The Department of Education has come out with the results of a Social Weather Stations survey that reportedly indicated more and more people have been convinced about the merits of the K to 12 program that it has rammed down the throats of Filipinos.

According to the survey (reports did not indicate who commissioned the exercise but it would surprise no one if it comes out that the DepEd itself did the commissioning), a whooping 72 percent of Filipinos have embraced K to 12.

Either the survey is a big lie (because most people you ask, rich or poor, young or old, hate the K to 12 to their guts) or a big letdown — why only 72 percent, considering that people have no choice but to accept it? It was forced down their throats and is now in force, remember?

But the biggest question about the survey is why undertake it in the first place? If the DepEd, against overwhelming opposition by the Filipino people, decided to go ahead and implement it come what may, why bother with what people think after the fact, now that the deed is done?

Is this a case of feeling guilty? Does the DepEd, clueless about what it has done, need to reassure itself? If that is the case, how can a self-serving, and probably self-commissioned survey, work to reassure the DepEd?

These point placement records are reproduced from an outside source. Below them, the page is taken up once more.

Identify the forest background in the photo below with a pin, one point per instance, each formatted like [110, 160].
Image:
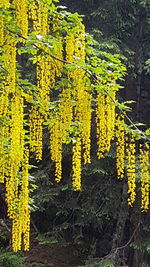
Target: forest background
[97, 220]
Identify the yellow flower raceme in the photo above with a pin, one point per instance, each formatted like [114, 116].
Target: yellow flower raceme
[56, 146]
[131, 170]
[21, 15]
[120, 146]
[145, 176]
[36, 133]
[76, 165]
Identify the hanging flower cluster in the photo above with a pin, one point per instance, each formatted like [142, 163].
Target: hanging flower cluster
[64, 99]
[105, 116]
[145, 183]
[120, 146]
[14, 162]
[131, 169]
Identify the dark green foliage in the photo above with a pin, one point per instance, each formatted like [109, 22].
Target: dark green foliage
[9, 259]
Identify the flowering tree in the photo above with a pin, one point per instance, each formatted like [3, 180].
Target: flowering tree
[71, 82]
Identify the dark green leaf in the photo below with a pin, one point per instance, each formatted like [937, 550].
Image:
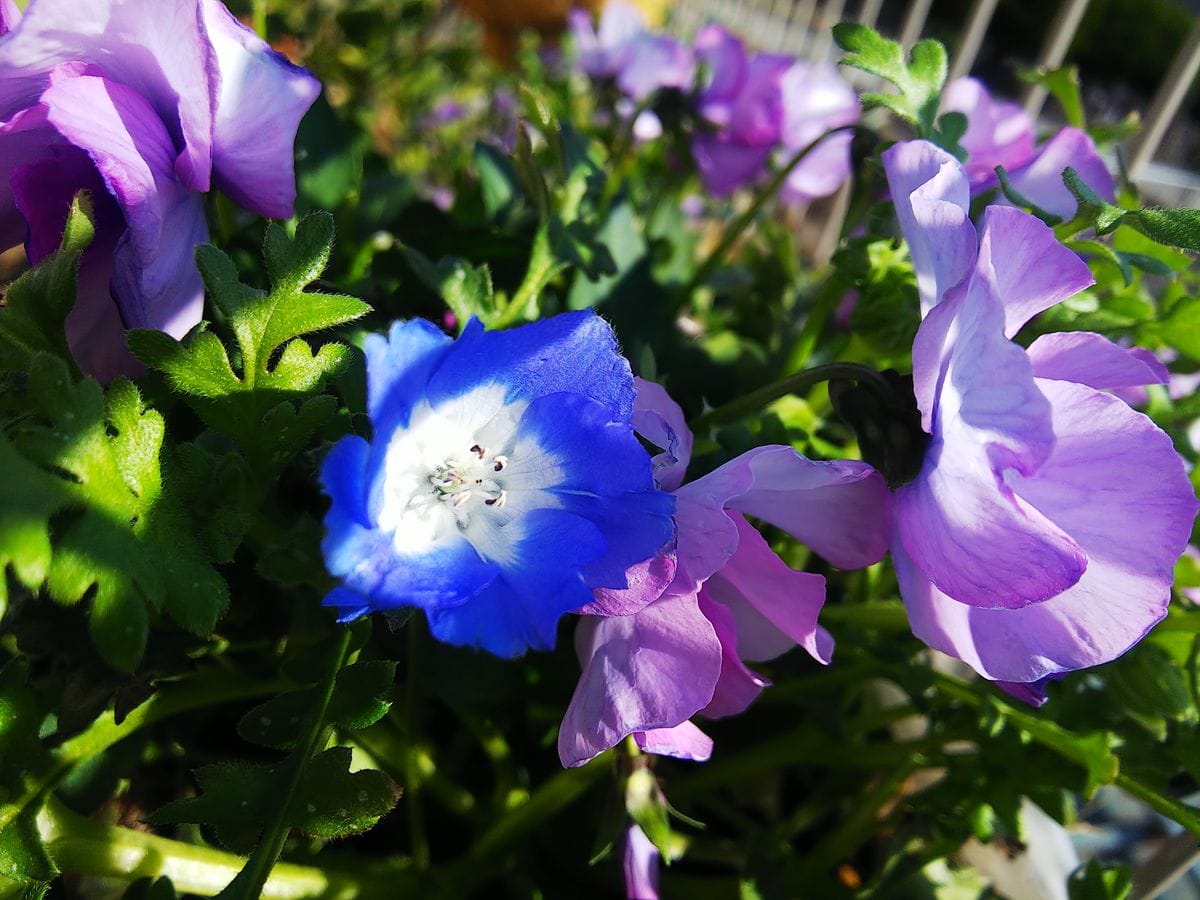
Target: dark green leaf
[33, 318]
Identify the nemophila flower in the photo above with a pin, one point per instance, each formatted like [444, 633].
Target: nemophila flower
[816, 100]
[673, 643]
[640, 864]
[635, 59]
[503, 483]
[765, 105]
[1001, 133]
[1042, 532]
[743, 105]
[148, 105]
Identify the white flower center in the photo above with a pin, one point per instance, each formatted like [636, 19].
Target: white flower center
[461, 467]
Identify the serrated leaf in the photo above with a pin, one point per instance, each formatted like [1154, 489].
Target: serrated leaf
[1181, 327]
[28, 499]
[1063, 87]
[262, 402]
[125, 541]
[232, 799]
[33, 318]
[919, 78]
[334, 802]
[467, 289]
[25, 867]
[359, 700]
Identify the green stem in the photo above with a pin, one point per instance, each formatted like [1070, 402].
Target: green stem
[259, 13]
[814, 324]
[251, 880]
[882, 616]
[81, 846]
[1187, 816]
[1102, 767]
[208, 688]
[792, 384]
[743, 222]
[481, 861]
[543, 268]
[419, 844]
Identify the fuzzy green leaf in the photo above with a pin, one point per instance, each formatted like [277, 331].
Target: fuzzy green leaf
[126, 541]
[359, 700]
[33, 318]
[262, 403]
[919, 79]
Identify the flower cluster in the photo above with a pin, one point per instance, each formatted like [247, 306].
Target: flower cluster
[148, 108]
[745, 111]
[1013, 544]
[1001, 133]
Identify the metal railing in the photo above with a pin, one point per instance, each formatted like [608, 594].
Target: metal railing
[803, 28]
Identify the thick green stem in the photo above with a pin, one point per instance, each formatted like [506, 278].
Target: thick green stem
[258, 868]
[481, 861]
[259, 13]
[739, 225]
[543, 268]
[81, 846]
[792, 384]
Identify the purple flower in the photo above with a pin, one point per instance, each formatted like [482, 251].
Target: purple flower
[816, 99]
[672, 643]
[1042, 532]
[1000, 133]
[743, 102]
[148, 105]
[601, 52]
[641, 865]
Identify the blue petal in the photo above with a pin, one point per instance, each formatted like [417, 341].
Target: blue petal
[539, 583]
[606, 478]
[365, 557]
[349, 604]
[574, 352]
[399, 367]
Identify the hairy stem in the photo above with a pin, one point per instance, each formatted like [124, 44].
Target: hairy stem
[249, 883]
[792, 384]
[739, 225]
[81, 846]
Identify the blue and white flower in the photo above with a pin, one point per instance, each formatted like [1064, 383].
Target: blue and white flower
[504, 483]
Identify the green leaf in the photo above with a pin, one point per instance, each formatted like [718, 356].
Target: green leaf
[1019, 199]
[359, 700]
[497, 180]
[1063, 85]
[33, 317]
[265, 402]
[647, 807]
[28, 499]
[126, 541]
[466, 288]
[25, 868]
[1181, 327]
[1099, 882]
[334, 802]
[919, 81]
[232, 798]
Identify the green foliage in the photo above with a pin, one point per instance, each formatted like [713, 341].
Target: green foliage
[33, 318]
[127, 543]
[919, 78]
[1096, 881]
[270, 400]
[252, 808]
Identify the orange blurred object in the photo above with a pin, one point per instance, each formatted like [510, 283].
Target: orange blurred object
[505, 19]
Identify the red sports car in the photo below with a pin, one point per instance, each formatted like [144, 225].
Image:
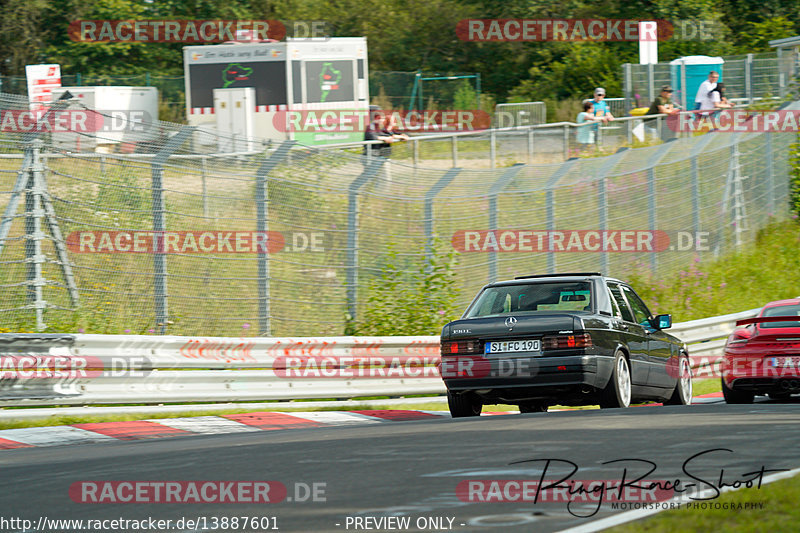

The DepEd is using the survey the way a cheating husband would bring flowers to his poor unsuspecting wife, the only difference being that, in this case, the unsuspecting wife — the Filipino people — is not really in the dark but is fully aware of the infidelity.

The K to 12 program probably would have worked had the DepEd not rushed it but waited for the circumstances to be just right. But the dreamer who heads the department, and the equally clueless leader he takes orders from, need to show some movement, even if only to blink.

Instead of commissioning expensive surveys that nobody believes in, the money DepEd uses to reassure itself would have been better spent on programs to close the yawning gap between the lofty and presently impossible goals of K to 12 and the stark and cruel reality on the ground.